Update vs. replace document validation
Update documents provided in UpdateOne
and UpdateMany
write models are required only to contain atomic modifiers
(i.e. keys that start with $
). Drivers MUST throw an error if an update document is empty or if the document's first
key does not start with $
. Drivers MUST rely on the server to return an error if any other entries in the update
document are not atomic modifiers. Drivers are not required to perform validation on update pipelines.
Replacement documents provided in ReplaceOne
write models are required not to contain atomic modifiers. Drivers MUST
throw an error if a replacement document is nonempty and its first key starts with $
. Drivers MUST rely on the server
to return an error if any other entries in the replacement document are atomic modifiers.
Options
class BulkWriteOptions {
/**
* Whether the operations in this bulk write should be executed in the order in which they were
* specified. If false, writes will continue to be executed if an individual write fails. If
* true, writes will stop executing if an individual write fails.
*
* Defaults to true.
*/
ordered: Optional<Boolean>;
/**
* If true, allows the writes to opt out of document-level validation.
*
* This option is only sent if the caller explicitly provides a value.
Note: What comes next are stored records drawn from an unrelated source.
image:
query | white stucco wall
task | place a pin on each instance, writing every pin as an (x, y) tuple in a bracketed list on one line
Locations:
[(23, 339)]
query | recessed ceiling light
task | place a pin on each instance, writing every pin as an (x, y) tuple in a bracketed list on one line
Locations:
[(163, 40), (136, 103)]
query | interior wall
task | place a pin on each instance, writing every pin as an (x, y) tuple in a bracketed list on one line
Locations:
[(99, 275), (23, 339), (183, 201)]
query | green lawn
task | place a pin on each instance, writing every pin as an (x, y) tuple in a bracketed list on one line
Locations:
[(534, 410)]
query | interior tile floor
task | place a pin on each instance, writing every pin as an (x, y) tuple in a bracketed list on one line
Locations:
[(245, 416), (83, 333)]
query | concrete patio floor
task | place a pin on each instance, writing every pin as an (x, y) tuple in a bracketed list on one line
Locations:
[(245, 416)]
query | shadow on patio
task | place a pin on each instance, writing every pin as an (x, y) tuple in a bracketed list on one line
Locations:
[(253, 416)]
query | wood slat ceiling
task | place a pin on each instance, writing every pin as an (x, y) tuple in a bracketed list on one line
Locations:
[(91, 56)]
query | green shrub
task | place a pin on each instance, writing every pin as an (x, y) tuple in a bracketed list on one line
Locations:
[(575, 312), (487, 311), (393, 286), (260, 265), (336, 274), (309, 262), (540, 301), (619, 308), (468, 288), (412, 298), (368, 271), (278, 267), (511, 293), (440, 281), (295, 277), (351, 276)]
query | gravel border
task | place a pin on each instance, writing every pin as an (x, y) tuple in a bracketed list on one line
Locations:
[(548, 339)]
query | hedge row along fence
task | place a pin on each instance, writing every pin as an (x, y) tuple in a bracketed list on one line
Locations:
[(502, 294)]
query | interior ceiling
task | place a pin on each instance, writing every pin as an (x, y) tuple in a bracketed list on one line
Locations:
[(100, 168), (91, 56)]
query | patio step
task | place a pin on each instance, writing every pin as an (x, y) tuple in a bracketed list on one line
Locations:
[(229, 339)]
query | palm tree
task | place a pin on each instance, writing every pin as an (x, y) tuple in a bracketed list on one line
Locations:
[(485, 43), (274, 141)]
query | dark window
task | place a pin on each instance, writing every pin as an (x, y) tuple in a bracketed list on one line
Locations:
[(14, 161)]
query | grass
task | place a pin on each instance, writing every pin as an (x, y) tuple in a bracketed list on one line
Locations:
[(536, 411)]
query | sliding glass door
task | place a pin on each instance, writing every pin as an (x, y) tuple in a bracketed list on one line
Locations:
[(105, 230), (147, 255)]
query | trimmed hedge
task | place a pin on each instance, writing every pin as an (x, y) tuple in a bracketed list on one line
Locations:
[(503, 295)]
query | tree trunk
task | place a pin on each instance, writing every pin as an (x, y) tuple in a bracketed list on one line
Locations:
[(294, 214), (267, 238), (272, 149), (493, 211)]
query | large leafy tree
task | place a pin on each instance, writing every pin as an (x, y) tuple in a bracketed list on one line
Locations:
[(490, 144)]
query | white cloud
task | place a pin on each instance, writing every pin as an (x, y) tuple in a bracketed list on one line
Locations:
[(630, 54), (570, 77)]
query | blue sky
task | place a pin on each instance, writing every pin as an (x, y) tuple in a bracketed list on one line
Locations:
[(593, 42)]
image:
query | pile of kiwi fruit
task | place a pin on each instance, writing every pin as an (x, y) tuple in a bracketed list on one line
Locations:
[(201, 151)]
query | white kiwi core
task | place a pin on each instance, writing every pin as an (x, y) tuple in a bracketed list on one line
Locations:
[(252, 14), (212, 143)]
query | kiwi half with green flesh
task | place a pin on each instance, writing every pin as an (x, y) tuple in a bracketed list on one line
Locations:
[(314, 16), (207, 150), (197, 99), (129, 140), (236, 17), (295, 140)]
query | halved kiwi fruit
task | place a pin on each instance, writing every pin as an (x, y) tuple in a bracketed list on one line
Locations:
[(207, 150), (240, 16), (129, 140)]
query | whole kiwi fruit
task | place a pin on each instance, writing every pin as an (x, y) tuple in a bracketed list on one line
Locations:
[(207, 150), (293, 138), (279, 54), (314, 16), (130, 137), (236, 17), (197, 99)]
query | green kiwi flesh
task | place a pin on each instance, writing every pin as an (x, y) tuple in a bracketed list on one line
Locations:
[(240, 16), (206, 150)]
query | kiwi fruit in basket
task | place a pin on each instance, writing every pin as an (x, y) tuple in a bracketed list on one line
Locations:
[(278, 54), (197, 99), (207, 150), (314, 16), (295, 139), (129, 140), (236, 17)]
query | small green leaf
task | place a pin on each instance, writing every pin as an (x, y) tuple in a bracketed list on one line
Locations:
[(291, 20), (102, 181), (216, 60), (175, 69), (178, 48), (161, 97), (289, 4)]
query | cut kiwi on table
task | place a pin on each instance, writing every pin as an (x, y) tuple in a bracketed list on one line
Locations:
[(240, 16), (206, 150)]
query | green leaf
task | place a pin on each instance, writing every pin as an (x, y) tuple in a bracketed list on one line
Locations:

The server's default
* value is false.
*/
bypassDocumentValidation: Optional<Boolean>;
/**
* A map of parameter names and values to apply to all operations within the bulk write. Value
* must be constant or closed expressions that do not reference document fields. Parameters can
* then be accessed as variables in an aggregate expression context (e.g. "$$var").
*
* This option is only sent if the caller explicitly provides a value.
*/
let: Optional<Document>;
/**
* The write concern to use for this bulk write.
*/
writeConcern: Optional<WriteConcern>;
/**
* Enables users to specify an arbitrary comment to help trace the operation through
* the database profiler, currentOp and logs.
*
* This option is only sent if the caller explicitly provides a value.
*/
comment: Optional<BSON value>;
/**
* Whether detailed results for each successful operation should be included in the returned
* BulkWriteResult.
*
* Defaults to false. This value corresponds inversely to the errorsOnly field in the bulkWrite
* command.
*/
verboseResults: Optional<Boolean>;
}
Result
class BulkWriteResult {
/**
* Indicates whether this write result was acknowledged.
*
* NOT REQUIRED TO IMPLEMENT. See below for guidance on modeling unacknowledged results.
*/
acknowledged: Boolean;
/**
* Indicates whether this result contains verbose results.
*
* NOT REQUIRED TO IMPLEMENT. See below for guidance on modeling verbose results.
*/
hasVerboseResults: Boolean;
/**
* The total number of documents inserted across all insert operations.
*/
insertedCount: Int64;
/**
* The total number of documents upserted across all update operations.
*/
upsertedCount: Int64;
/**
* The total number of documents matched across all update operations.
*/
matchedCount: Int64;
/**
* The total number of documents modified across all update operations.
*/
modifiedCount: Int64;
/**
* The total number of documents deleted across all delete operations.
*/
deletedCount: Int64;
/**
* The results of each individual insert operation that was successfully performed.
*
* NOT REQUIRED TO IMPLEMENT. See below for guidance on modeling verbose results.
*/
insertResults: Map<Index, InsertOneResult>;
/**
* The results of each individual update operation that was successfully performed.
*
* NOT REQUIRED TO IMPLEMENT. See below for guidance on modeling verbose results.
*/
updateResults: Map<Index, UpdateResult>;
/**
* The results of each individual delete operation that was successfully performed.
*
* NOT REQUIRED TO IMPLEMENT. See below for guidance on modeling verbose results.
*/
deleteResults: Map<Index, DeleteResult>;
}
class InsertOneResult {
/**
* The _id of the inserted document.
*/
insertedId: Any;
}
class UpdateResult {
/**
* The number of documents that matched the filter.
*/
matchedCount: Int64;
/**
* The number of documents that were modified.
*/
modifiedCount: Int64;
/**
* The _id field of the upserted document if an upsert occurred.
*
* It MUST be possible to discern between a BSON Null upserted ID value and this field being
* unset. If necessary, drivers MAY add a didUpsert boolean field to differentiate between
* these two cases.
*/
upsertedId: Optional<BSON value>;
}
class DeleteResult {
/**
* The number of documents that were deleted.
*/
deletedCount: Int64;
}
Unacknowledged results
Users MUST be able to discern whether a BulkWriteResult
contains acknowledged results without inspecting the
configured write concern. Drivers should follow the guidance in the CRUD specification
here to determine how to model unacknowledged results.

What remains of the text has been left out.